When that completes, it calls my SPI display update, which sets up SPI without DMA, and then sends the whole updated block to the display using DMA with the minimal number of transactions (SPI DMA has a 65k byte limit for one burst, so the full screen takes 3 transfers to get the whole ~150k bytes sent, but smaller updates are done in one SPI DMA transfer with minimal CPUoverhead.

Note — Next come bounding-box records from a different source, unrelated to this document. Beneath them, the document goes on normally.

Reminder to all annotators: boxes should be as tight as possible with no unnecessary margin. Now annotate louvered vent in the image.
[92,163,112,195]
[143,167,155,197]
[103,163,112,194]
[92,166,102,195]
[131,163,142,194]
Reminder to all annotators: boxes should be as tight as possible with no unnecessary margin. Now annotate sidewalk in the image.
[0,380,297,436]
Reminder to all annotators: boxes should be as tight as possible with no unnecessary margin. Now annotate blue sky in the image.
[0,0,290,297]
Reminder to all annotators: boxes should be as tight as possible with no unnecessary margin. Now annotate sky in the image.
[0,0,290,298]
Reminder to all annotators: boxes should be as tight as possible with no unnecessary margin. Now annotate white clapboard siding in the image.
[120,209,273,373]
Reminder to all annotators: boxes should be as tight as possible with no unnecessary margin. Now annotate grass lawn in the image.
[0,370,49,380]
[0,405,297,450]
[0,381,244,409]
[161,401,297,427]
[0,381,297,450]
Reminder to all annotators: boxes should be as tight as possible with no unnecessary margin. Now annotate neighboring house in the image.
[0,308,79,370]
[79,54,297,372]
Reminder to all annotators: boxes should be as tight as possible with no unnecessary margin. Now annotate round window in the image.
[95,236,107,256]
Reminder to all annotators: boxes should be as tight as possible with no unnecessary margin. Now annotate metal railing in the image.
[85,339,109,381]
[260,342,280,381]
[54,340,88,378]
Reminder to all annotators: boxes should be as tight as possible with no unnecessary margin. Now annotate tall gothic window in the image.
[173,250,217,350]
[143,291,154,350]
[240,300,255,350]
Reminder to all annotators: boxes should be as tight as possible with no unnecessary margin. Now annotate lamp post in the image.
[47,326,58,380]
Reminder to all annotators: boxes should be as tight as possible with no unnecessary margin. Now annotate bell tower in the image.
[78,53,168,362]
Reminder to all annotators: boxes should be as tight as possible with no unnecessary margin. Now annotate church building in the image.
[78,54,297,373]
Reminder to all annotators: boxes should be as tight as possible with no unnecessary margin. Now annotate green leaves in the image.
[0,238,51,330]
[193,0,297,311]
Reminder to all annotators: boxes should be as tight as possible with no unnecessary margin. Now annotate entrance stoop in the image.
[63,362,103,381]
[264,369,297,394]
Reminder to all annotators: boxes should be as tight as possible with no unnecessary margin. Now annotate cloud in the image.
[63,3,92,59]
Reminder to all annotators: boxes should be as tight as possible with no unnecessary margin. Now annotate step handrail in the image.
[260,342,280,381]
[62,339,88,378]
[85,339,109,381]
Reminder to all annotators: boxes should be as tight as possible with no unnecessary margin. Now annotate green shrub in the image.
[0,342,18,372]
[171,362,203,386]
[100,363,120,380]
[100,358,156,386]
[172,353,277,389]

void myDisplay::FlushTouchGFXFrameBuffer(uint16_t x, uint16_t y, uint16_t width, uint16_t height,  void* FrameBufferAddress)
{
	// FrameBufferAddress is the start of a contiguous memory range with the updated rectangle to be sent to the screen only (i.e. not full 320x20 screen)

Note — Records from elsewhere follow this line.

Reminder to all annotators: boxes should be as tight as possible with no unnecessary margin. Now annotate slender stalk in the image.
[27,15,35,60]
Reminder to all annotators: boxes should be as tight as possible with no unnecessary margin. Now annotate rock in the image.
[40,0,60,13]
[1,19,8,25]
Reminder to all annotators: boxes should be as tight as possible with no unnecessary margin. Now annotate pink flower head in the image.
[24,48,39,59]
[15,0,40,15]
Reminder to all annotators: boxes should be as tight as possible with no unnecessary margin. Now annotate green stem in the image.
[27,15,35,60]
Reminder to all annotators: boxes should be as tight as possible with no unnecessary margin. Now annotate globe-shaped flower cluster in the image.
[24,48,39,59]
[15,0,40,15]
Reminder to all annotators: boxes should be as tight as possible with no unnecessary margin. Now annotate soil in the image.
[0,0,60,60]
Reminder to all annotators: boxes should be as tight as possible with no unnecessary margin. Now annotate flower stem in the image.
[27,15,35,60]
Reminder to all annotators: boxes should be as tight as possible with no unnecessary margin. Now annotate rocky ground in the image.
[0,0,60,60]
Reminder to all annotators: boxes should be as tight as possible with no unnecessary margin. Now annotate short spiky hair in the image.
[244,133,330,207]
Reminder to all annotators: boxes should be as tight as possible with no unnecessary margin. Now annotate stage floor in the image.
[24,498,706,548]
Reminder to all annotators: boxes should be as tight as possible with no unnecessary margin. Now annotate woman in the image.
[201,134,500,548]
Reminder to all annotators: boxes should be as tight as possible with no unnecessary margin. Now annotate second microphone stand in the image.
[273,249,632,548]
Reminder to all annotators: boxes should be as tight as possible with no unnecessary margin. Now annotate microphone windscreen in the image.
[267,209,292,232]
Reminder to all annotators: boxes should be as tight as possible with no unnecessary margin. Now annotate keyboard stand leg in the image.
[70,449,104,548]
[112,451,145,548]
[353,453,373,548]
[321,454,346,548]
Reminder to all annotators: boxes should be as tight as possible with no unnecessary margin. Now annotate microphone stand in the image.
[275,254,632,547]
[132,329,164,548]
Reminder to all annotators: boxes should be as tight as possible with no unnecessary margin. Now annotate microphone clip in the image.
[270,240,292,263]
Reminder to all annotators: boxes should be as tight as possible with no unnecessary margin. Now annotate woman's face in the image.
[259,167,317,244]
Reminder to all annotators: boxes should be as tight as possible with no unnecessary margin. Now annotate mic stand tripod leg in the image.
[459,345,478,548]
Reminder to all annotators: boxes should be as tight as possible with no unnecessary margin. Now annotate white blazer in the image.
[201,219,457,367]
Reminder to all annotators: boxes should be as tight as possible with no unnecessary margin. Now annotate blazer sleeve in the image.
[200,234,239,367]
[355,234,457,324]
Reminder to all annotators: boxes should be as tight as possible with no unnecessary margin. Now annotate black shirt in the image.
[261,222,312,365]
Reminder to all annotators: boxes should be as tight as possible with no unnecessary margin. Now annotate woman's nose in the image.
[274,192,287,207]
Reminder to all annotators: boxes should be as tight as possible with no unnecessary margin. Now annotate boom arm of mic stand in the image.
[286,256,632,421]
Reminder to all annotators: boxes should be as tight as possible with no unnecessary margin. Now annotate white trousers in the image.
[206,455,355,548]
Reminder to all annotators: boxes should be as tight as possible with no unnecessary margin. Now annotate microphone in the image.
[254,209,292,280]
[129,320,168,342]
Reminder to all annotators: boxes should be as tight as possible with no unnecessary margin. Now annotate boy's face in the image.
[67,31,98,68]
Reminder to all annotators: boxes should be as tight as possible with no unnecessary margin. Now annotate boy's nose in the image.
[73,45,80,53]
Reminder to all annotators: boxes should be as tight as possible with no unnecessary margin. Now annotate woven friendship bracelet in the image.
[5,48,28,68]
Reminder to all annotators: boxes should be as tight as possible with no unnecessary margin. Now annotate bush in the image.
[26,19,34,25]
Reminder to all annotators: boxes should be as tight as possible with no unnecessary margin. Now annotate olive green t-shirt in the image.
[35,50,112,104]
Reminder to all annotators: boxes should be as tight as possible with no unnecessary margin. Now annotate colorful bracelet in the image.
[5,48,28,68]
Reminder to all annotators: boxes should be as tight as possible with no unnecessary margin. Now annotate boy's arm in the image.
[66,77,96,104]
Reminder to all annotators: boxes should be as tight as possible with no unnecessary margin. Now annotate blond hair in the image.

	// So we can set up the transfer and then stream the whole range to the SPI, with only the 65k byte SPI block limitation
 
	SetWindow(x, x + width - 1, y, y + height - 1);
 
	HAL_GPIO_WritePin(LCD_DC_PORT, LCD_DC_PIN, GPIO_PIN_SET);
	HAL_GPIO_WritePin(LCD_CS_PORT, LCD_CS_PIN, GPIO_PIN_RESET);
 
	uint32_t BytesToSend = height*width*2;
 
	osSemaphoreWait(FrameBufferFlushToSPI_CompleteHandle, 1); 
 
	 while (BytesToSend>SPI_MAX_BURST)
	 {
		 HAL_SPI_Transmit_DMA(&hspi1, (uint8_t*)((void*)FrameBufferAddress), (uint16_t)SPI_MAX_BURST); 
		 osSemaphoreWait(FrameBufferFlushToSPI_CompleteHandle, osWaitForever);
		 FrameBufferAddress+=SPI_MAX_BURST;
		 BytesToSend-=SPI_MAX_BURST;
 
	 }
	 HAL_SPI_Transmit_DMA(&hspi1, (uint8_t*)((void*)FrameBufferAddress), (uint16_t)BytesToSend); 
	 osSemaphoreWait(FrameBufferFlushToSPI_CompleteHandle, osWaitForever);
 
 
	HAL_GPIO_WritePin(LCD_CS_PORT, LCD_CS_PIN, GPIO_PIN_SET);
 
}

Thanks to HP for the pointers that got me here. Hopefully, this may help someone in the future.